People who lived at the home told us that they felt safe, and this was confirmed by family members we spoke with.
People were protected from the risk of abuse. Staff members had received training in safeguarding, and were able to demonstrate their understanding of what this meant for the people they were supporting. They were also knowledgeable about their role in ensuring people were safe and that concerns were reported appropriately.

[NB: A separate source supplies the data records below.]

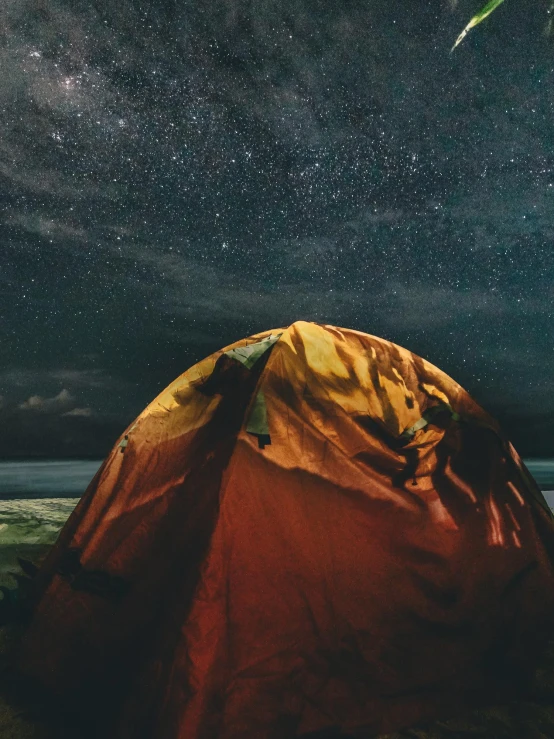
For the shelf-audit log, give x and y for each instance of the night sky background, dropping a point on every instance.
(178, 174)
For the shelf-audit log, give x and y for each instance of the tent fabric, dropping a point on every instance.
(360, 569)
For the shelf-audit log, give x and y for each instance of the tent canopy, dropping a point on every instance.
(311, 528)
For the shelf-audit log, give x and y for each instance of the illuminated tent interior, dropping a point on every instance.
(310, 529)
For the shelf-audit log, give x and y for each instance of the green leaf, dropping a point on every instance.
(483, 13)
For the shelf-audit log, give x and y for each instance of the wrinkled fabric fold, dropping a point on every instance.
(360, 569)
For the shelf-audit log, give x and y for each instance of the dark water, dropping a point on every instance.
(69, 478)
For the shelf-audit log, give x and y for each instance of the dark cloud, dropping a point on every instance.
(175, 175)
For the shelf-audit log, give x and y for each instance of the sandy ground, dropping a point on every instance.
(29, 527)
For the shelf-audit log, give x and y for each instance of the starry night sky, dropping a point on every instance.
(178, 174)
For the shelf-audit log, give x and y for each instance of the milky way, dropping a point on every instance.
(176, 175)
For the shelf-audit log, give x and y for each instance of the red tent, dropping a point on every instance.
(312, 528)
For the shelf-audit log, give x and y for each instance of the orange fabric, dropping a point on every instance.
(343, 575)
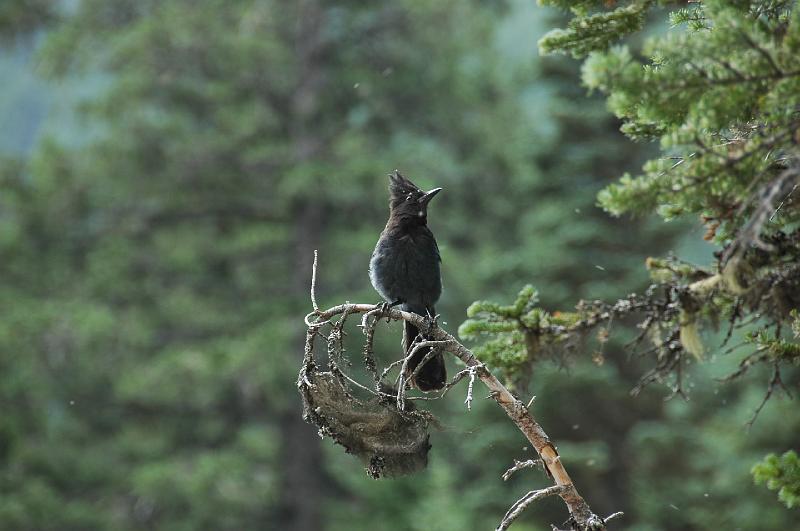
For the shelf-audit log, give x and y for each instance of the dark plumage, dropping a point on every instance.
(404, 269)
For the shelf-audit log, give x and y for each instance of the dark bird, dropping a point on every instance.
(404, 269)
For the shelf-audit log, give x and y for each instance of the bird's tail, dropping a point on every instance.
(432, 375)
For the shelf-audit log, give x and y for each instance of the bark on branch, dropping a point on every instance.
(581, 516)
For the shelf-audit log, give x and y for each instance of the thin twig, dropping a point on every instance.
(519, 465)
(774, 383)
(468, 400)
(314, 284)
(515, 510)
(580, 512)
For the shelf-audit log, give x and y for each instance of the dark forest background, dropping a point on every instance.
(168, 169)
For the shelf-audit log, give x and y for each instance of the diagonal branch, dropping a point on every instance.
(581, 516)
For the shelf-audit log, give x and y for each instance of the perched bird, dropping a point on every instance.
(404, 269)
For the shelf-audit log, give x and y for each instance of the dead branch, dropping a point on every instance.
(519, 465)
(515, 510)
(581, 516)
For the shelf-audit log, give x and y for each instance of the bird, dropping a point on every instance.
(405, 271)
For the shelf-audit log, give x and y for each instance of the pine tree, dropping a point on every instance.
(719, 91)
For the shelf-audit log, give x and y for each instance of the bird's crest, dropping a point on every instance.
(400, 187)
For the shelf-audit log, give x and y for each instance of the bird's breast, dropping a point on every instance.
(406, 267)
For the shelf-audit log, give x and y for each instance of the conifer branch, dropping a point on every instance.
(581, 516)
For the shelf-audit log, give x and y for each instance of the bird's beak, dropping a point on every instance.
(425, 199)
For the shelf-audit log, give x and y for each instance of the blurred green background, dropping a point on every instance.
(169, 167)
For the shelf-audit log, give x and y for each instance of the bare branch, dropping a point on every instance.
(515, 510)
(314, 283)
(580, 512)
(519, 465)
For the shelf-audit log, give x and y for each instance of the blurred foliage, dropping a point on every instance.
(156, 259)
(781, 474)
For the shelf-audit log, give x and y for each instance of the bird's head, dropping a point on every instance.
(407, 200)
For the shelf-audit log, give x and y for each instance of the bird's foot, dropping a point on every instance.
(386, 306)
(431, 323)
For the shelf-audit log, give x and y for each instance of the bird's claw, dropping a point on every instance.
(431, 322)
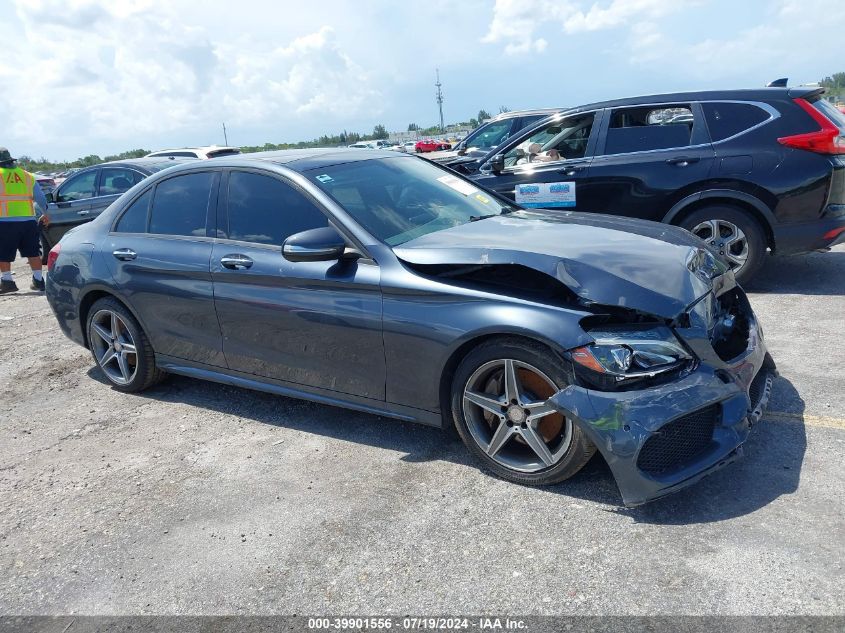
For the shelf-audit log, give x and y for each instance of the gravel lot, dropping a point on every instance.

Medicines at the home were well managed. People's medicines were stored, managed and given to them appropriately. Records of medicines were well maintained.
Staff at the home supported people in a caring and respectful way, and responded promptly to meet their needs and requests. There were enough staff members on duty to meet the physical and other needs of people living at the home.
People who chose to remain in their rooms for part of the day were regularly checked on.
Staff who worked at the home received regular relevant training and were knowledgeable about their roles and responsibilities. Appropriate checks took place as part of the recruitment process to ensure that staff were suitable for the work that they would be undertaking.
All staff members received regular supervision from the manager or senior carer, and those staff we spoke with told us they felt well supported.
The home was meeting the requirements of The Mental Capacity Act 2005 (MCA). Staff members had received training in MCA and DoLS, and were able to describe their roles and responsibilities in relation to supporting people who lacked capacity to make decisions.
People's nutritional needs were well met. Meals were nutritionally balanced and met individual health and cultural requirements as outlined in people's care plans. Alternatives were offered where required, and drinks and snacks were offered to people throughout the day.
People's food and liquid intake was recorded and monitored.
Care plans and risk assessments were person centred and provided guidance for staff about how they should work with people to meet their needs. Daily records of people's care were well maintained. Effective systems were in place to share information between outgoing and incoming staff at shift changes.
The home provided a range of individual and group activities for people to participate in throughout the week. Staff members engaged people supportively in participation in activities.
People's cultural and religious needs were supported.
People and their family members we spoke with knew how to complain.
Care documentation showed that people's health needs were regularly reviewed. The home liaised with health professionals to ensure that people received the support that they needed.
There were systems in place to review and monitor the quality of the service, and we saw action plans had been put in place and addressed where there were concerns. Policies and procedures were up to date and staff members were required to sign that they had read and understood any new or amended ones.
People who used the service, their relatives and staff members spoke positively about the management of the home.